In this sense, “The Clean” represent the exploiters while “The Unclean” represent the exploited. Moreover, while “The Clean” were particularly identifiable through stereotypical representations – a typical Frenchman could never be mistaken for an Australian and vice versa – “The Unclean” were a projection of the international proletariat, a unified chorus. Similarity rather than difference was the prerogative here, as Mayakovsky sought to paint “The Unclean” as the collective hero of the working class, who will create a new world, and to whom the future freely belongs.

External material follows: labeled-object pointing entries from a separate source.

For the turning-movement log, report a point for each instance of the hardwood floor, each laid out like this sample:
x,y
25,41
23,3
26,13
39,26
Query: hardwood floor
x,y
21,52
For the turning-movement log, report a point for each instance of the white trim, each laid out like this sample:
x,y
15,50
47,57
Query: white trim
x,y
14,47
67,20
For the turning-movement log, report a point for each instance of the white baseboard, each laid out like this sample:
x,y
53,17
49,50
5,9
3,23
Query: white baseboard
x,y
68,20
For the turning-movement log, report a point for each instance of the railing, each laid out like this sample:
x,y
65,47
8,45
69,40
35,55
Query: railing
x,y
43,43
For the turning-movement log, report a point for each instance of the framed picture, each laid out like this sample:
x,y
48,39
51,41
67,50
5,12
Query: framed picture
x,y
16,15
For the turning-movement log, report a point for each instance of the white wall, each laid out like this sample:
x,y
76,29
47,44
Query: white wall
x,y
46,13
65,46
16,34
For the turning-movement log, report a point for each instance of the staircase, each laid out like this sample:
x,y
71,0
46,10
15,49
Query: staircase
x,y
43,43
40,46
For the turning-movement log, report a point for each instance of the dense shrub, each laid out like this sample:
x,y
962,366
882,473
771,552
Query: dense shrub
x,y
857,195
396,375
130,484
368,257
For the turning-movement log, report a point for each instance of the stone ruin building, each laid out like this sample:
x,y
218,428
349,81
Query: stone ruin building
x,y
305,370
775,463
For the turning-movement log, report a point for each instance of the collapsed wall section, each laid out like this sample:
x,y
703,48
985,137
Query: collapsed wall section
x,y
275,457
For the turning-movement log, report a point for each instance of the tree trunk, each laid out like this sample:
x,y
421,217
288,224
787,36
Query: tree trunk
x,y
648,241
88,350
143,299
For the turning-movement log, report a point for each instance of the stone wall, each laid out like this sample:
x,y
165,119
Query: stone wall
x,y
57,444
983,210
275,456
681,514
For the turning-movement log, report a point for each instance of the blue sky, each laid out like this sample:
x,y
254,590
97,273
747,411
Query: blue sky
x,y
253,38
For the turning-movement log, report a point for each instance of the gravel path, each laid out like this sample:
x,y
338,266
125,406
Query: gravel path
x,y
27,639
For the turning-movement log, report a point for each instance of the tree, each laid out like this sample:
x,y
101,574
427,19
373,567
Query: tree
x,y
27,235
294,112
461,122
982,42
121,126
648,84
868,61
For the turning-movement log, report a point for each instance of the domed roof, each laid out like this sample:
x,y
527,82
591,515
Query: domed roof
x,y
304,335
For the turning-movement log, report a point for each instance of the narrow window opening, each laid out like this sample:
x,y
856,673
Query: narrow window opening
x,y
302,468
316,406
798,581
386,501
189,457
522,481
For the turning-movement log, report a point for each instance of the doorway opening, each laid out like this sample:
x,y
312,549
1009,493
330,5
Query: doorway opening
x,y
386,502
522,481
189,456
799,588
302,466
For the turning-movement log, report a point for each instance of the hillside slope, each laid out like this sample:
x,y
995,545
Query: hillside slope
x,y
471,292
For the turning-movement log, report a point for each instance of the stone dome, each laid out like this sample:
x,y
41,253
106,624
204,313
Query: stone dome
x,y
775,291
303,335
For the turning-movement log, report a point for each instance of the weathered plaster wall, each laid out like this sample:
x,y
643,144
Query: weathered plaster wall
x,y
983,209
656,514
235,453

This essentially Futurist concept overlapped with the objectives of the October Revolution, albeit the Bolsheviks resented any association with the Futurists, rendering the Revolution an intellectual potency that soon swept many of Russia’s intelligentsia, as in the case with Mayakovksy and Meyerhold. On a more technical note, the second staging of Mystery-Bouffe in 1921, broke away from the first’s lyrical pathos of “the Unclean” and burlesque eccentricities of “The Clean,” marking a departure from the naivete of revolutionary excitement.

Instead, a more constructivist approach, a systematized “bio-mechanics,” revealed a much more disciplined and “straight-line” formula of theatrical production that effectively removed the theatrical ecstasy in favor of a more emotionally controlled performance. This formula relied on situation and improvisation on the part of the actors, whose task was to have perfect control over their bodies in order to react on time and act on the audience’s demands.

Furthermore, the staging would be simple: “plenty of light, plenty of high spirits, plenty of grandeur, plenty of infectious enthusiasm, unlabored creativity and the participation of the audience in the corporate creative act of the performance. ” In the center of all collaborative parts, the director will determine and control everything and everyone. Meyerhold – Doctor Dapertutto – was given unlimited authority to exercise his fully developed by now “bio-mechanics,” an essential part of Avant-garde that had established itself as a distinct genre in Russian theatre, and which was beginning to serve as the mouthpiece of Socialist ideals.